Cryptocurrency

Angel investor says Helium has no demand, returns are poor

According to angel investor Liron Shapira, the decentralized wireless internet protocol Helium (HNT) is making investors only $6,500 a month after hundreds of millions of dollars were invested in the company.

Helium return rate was low

In a Twitter thread on July 26, Shapira claimed that users who spent between $400 and $800 per month to purchase hotspot nodes complained of low earnings.

Instead of the expected $100 monthly revenue, users are getting about $20.

Shapira claimed that even the $20 return was due to “a temporary subsidy of $19.99 from investments in network growth and speculation about the value of the $HNT token.”

This means that your actual earnings are only $0.01 per month.

No end-user demands

Additionally, he claimed that Novalabs, the company behind Helium, is making $300 million (30 million HNT) annually from the network.

According to Shapira, the Helium network has no end-user demand, so this revenue comes mainly from HNT token retail speculators.

In his opinion, this is the reason for the lack of revenue despite having over 500,000 hotspots. However, “the total lack of end-user demand for helium was not surprising.”

He added, “A basic LoRaWAN market analysis would have revealed this to be a bubble of speculation around a bogus and exaggerated use case.”

helium reaction

helium leadership Responded to Shapira’s allegations in a Twitter thread defending the network.

Amir Haleem Helium CEO said Nova Labs had only raised $250 million since its launch, “not for tokens in the network, but for equity in the company.”

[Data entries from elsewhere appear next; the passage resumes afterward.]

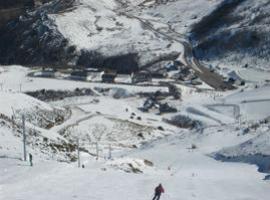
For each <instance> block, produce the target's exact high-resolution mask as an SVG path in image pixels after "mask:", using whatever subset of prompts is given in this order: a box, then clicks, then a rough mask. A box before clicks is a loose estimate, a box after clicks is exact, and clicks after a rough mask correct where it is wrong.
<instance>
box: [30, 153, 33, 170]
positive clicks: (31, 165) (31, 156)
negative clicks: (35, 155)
mask: <svg viewBox="0 0 270 200" xmlns="http://www.w3.org/2000/svg"><path fill="white" fill-rule="evenodd" d="M29 161H30V166H31V167H32V166H33V156H32V154H31V153H29Z"/></svg>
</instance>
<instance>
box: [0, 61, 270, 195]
mask: <svg viewBox="0 0 270 200" xmlns="http://www.w3.org/2000/svg"><path fill="white" fill-rule="evenodd" d="M29 73H31V70H30V69H27V68H25V67H21V66H3V67H1V74H0V79H1V80H2V81H3V82H2V84H1V92H0V96H1V98H0V102H1V104H0V105H1V107H0V113H1V119H0V159H1V162H0V163H1V164H0V169H1V170H0V176H1V179H0V186H1V187H0V188H1V190H0V191H1V193H0V194H1V197H3V198H4V199H14V200H15V199H18V198H21V199H37V198H38V199H48V198H49V199H59V198H65V199H74V198H79V199H89V198H92V199H106V198H111V199H134V198H137V199H146V198H152V194H153V188H154V186H155V185H156V184H157V183H159V182H161V183H162V184H163V185H164V187H165V191H166V193H165V194H164V195H163V196H162V198H164V199H171V200H176V199H203V200H207V199H221V200H223V199H224V200H226V199H254V200H255V199H258V198H259V199H265V196H267V195H268V193H269V182H268V181H266V180H263V179H267V174H262V173H260V172H264V173H269V170H268V169H269V166H270V165H269V151H268V147H269V130H270V124H269V118H268V117H269V116H270V114H269V111H268V110H267V109H265V108H268V107H269V105H268V104H269V99H270V96H269V95H270V93H269V92H268V91H269V88H270V86H269V85H268V84H264V85H262V86H261V85H260V86H259V87H257V88H255V87H254V86H255V85H254V84H253V83H252V82H251V83H250V84H249V85H247V86H246V87H242V88H240V89H238V90H235V91H227V92H220V91H215V90H209V89H200V88H195V87H190V86H185V85H183V84H176V87H178V88H179V89H181V100H179V99H175V98H173V95H172V94H171V93H170V92H169V90H168V88H167V86H162V85H153V86H148V87H145V86H139V85H125V84H122V85H121V84H117V83H116V84H109V83H107V84H105V83H95V82H81V81H72V80H61V79H51V78H35V77H28V76H27V74H29ZM11 77H14V78H15V79H14V78H13V79H12V78H11ZM154 81H155V80H154ZM76 88H77V89H76ZM79 88H82V89H83V88H89V89H91V90H92V92H90V93H87V95H86V94H84V93H74V95H75V96H74V95H70V94H73V91H74V90H75V91H77V92H78V91H80V90H79ZM42 91H43V92H42ZM46 91H47V92H46ZM64 91H65V92H64ZM67 91H69V92H67ZM27 94H29V95H32V96H29V95H27ZM60 94H61V96H58V95H60ZM76 94H77V96H76ZM54 95H57V96H55V98H53V96H54ZM65 95H67V96H66V97H65ZM80 95H83V96H80ZM151 96H152V97H151ZM154 96H155V97H154ZM149 97H151V98H149ZM38 99H42V101H41V100H38ZM149 99H152V101H154V102H155V104H156V105H155V106H153V107H150V108H149V109H148V110H147V111H146V110H144V109H142V108H144V107H145V106H147V105H148V104H146V103H145V102H149V101H150V100H149ZM255 102H256V103H255ZM164 103H168V104H169V106H171V107H173V108H176V111H173V112H167V110H161V109H160V106H161V105H164ZM263 108H264V109H263ZM168 111H169V110H168ZM22 114H25V115H26V133H27V143H26V144H27V145H26V149H27V153H31V154H32V155H33V162H34V166H33V167H30V166H29V160H28V158H27V161H23V160H22V157H23V145H22V121H21V116H22ZM60 119H61V120H60ZM78 139H79V150H80V163H79V164H80V166H81V167H80V168H78V158H79V157H78V152H77V150H78V146H77V145H78V143H77V140H78ZM221 161H225V162H221ZM227 161H228V162H227ZM245 163H246V164H245ZM250 164H253V165H250ZM82 166H83V168H82ZM257 166H258V167H259V168H258V167H257ZM258 170H259V172H258ZM29 174H31V176H29ZM37 185H39V186H38V187H39V189H37V188H36V186H37ZM71 186H72V188H71ZM67 188H70V189H69V190H67ZM247 188H248V190H247ZM209 190H211V191H212V192H211V193H209ZM179 191H180V193H179Z"/></svg>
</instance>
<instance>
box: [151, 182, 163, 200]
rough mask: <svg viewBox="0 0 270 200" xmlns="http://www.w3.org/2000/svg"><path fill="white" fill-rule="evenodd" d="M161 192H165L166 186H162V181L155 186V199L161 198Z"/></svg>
mask: <svg viewBox="0 0 270 200" xmlns="http://www.w3.org/2000/svg"><path fill="white" fill-rule="evenodd" d="M161 193H164V188H163V187H162V185H161V183H160V184H159V185H158V186H157V187H156V188H155V196H154V198H153V200H159V199H160V196H161Z"/></svg>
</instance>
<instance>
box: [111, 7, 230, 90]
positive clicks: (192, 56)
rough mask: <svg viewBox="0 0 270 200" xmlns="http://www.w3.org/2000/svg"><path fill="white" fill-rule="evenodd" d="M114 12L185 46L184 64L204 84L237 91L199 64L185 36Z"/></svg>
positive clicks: (217, 75) (208, 69)
mask: <svg viewBox="0 0 270 200" xmlns="http://www.w3.org/2000/svg"><path fill="white" fill-rule="evenodd" d="M113 11H114V12H116V13H118V14H119V15H124V16H126V17H128V18H133V19H136V20H139V21H140V22H141V24H142V25H143V27H145V28H146V29H147V30H150V31H152V32H154V33H155V34H159V35H161V36H162V37H165V38H166V39H168V40H170V41H174V42H177V43H180V44H181V45H183V49H184V52H181V53H180V55H181V54H182V53H183V56H182V58H183V59H184V61H185V63H183V64H184V65H185V66H187V67H189V68H191V69H192V70H193V71H194V72H195V75H196V76H198V77H199V78H200V79H201V80H202V81H203V82H205V83H206V84H208V85H209V86H211V87H213V88H214V89H216V90H220V91H224V90H232V89H235V87H234V86H233V85H232V84H230V83H227V82H225V81H224V79H223V77H222V76H221V75H219V74H217V73H215V72H212V71H211V70H210V69H208V68H207V67H205V66H204V65H203V64H202V63H200V62H199V60H198V59H197V58H196V57H195V55H194V53H193V46H192V45H191V43H190V42H189V41H188V40H187V39H186V37H185V36H184V35H183V34H180V33H177V32H175V31H174V30H172V29H171V28H170V27H169V26H168V32H166V33H164V32H162V31H160V30H158V29H156V28H155V27H154V26H153V24H152V23H151V22H150V21H149V20H146V19H142V18H140V17H137V16H134V15H131V14H129V13H127V12H125V11H119V10H113Z"/></svg>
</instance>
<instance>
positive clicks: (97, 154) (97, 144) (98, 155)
mask: <svg viewBox="0 0 270 200" xmlns="http://www.w3.org/2000/svg"><path fill="white" fill-rule="evenodd" d="M96 153H97V160H98V157H99V149H98V142H97V143H96Z"/></svg>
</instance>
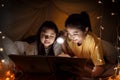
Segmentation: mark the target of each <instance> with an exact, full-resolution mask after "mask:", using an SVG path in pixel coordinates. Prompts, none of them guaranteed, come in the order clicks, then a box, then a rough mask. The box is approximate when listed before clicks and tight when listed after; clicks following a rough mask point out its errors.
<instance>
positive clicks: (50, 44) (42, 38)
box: [40, 29, 56, 48]
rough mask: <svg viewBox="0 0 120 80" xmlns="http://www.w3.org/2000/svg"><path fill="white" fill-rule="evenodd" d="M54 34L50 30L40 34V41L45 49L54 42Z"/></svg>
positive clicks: (52, 32) (48, 46) (49, 45)
mask: <svg viewBox="0 0 120 80" xmlns="http://www.w3.org/2000/svg"><path fill="white" fill-rule="evenodd" d="M55 38H56V33H55V32H54V30H52V29H46V30H45V31H42V32H41V34H40V40H41V42H42V44H43V45H44V47H45V48H47V47H49V46H50V45H52V44H53V43H54V41H55Z"/></svg>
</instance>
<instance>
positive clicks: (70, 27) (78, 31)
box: [66, 27, 86, 44]
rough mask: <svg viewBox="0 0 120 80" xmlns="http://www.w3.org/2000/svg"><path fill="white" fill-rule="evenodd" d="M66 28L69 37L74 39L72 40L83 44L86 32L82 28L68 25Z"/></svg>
mask: <svg viewBox="0 0 120 80" xmlns="http://www.w3.org/2000/svg"><path fill="white" fill-rule="evenodd" d="M66 30H67V32H68V38H69V39H70V40H72V42H74V43H76V44H82V42H83V40H84V38H85V36H86V32H83V31H81V30H80V29H77V28H73V27H67V28H66Z"/></svg>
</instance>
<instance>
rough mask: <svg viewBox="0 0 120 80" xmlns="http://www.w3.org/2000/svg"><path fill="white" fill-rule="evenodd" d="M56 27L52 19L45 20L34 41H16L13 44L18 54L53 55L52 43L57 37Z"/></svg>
mask: <svg viewBox="0 0 120 80" xmlns="http://www.w3.org/2000/svg"><path fill="white" fill-rule="evenodd" d="M57 34H58V28H57V26H56V24H55V23H54V22H52V21H45V22H44V23H43V24H42V25H41V26H40V28H39V30H38V32H37V35H36V36H35V37H34V38H35V41H34V42H32V43H30V44H28V43H27V42H21V41H16V42H15V44H16V46H17V49H18V51H19V54H20V55H41V56H54V55H55V54H54V51H53V44H54V42H55V40H56V38H57Z"/></svg>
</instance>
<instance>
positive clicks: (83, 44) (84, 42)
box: [67, 32, 105, 65]
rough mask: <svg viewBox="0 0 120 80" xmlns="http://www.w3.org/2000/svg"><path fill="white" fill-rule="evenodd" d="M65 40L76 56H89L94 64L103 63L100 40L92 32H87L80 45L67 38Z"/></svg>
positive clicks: (82, 56)
mask: <svg viewBox="0 0 120 80" xmlns="http://www.w3.org/2000/svg"><path fill="white" fill-rule="evenodd" d="M67 42H68V45H69V47H70V49H71V50H72V52H73V54H74V55H75V56H77V57H78V58H90V59H92V61H93V64H94V65H103V64H105V61H104V59H103V49H102V45H101V41H100V40H99V39H98V38H97V36H95V35H94V34H93V33H91V32H89V33H88V34H87V35H86V37H85V39H84V41H83V43H82V44H81V45H80V46H78V45H77V44H75V43H73V42H72V41H69V40H68V41H67Z"/></svg>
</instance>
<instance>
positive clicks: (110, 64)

He also touched on revenue claims, stating that Helium makes $2 million each month from registration fees.

Hareem said the $6,500 in revenue comes from the 650 million monthly data packets sent over the network. He continued that the numbers are low because most of the devices and applications that can use it have not been built.

He also disagreed with the assertion that Helium services had no market demand. According to him, Helium is focused on his LoRaWAN and already has a waiting market.

He said the network has nearly 1 million nodes, covering 10% of the world’s population. The timeline is he is 5 to 10 years old and only after that can anyone consider his Helium to have failed.

Shapira repeats his claims

Shapira, on the other hand, Posted Opponents disputing the claim reiterated that helium was a failure waiting to happen.

According to him, the Helium team “built a Web3 bridge out of nowhere.”

Shapira also said Helium’s response to his thread “doesn’t deny the shocking data I shared, nor does it explain why the project failed so badly.” I was.